As inflation in the eurozone has hit record highs in recent months, the ECB has backed away from its pledge not to raise rates this year and several policymakers are openly advocating an end to bond buying this year, previously declared as a condition precedent to any rate hike.

However, Holzmann said it was possible for the ECB to deviate from the policy stance that any interest rate hikes would come “soon after” the end of quantitative easing, and change interest rates first.

“As for the interest rate outlook, the ECB has always signaled that an interest rate hike should only take place soon after bond purchases end,” Holzmann said. hawkish chief of the Austrian central bank, in the interview published on Wednesday.

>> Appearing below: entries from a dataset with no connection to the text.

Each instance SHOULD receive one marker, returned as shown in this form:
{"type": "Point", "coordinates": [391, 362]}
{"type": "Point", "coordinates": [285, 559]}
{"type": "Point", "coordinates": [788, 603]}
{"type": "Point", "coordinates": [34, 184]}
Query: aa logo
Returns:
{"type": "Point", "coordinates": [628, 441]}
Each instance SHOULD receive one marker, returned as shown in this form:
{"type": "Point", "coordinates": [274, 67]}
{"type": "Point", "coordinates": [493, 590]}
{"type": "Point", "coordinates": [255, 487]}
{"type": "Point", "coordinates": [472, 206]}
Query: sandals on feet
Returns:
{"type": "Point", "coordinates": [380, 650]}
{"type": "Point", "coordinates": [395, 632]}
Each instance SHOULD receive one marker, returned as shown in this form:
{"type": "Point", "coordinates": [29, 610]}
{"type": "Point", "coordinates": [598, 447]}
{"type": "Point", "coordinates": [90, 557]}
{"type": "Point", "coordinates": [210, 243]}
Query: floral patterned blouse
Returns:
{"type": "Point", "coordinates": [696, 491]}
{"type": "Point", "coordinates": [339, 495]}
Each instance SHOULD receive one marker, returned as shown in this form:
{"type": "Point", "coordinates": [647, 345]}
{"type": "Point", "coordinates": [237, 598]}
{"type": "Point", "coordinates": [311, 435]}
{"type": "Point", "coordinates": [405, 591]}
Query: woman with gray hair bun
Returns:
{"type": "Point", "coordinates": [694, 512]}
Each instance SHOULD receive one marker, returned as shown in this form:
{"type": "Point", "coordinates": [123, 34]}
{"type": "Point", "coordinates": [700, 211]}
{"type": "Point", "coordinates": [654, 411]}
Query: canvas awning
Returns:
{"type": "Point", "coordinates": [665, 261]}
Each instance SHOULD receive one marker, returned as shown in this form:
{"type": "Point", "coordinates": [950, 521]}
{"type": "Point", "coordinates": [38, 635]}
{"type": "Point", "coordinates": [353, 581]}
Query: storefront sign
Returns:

“But it would also be possible to make a first interest rate step in the summer before the end of purchases and a second at the end of the year. I would be in favor of it.”

VSCalling the exit from the era of negative interest rates an “important signal” for society and markets, Holzmann said he would like to see two interest rate hikes by the end of 2022 or early 2023.

“Some of my colleagues might be even more progressive here, while others would be more cautious,” Holzmann said.

He said a policy rate of around 1.5% would be a benchmark for neutral monetary policy.

“I think a policy interest rate of very roughly 1.5% in 2024 could be realistic, although it may well move up or down a bit,” he said.

ECB policymakers will convene at an informal meeting in Paris on Thursday and hold their next policy meeting on March 10.

Economists polled by Reuters now expect policymakers to end bond purchases in the third quarter of the year, while the first rate hike could come in the third or fourth quarter.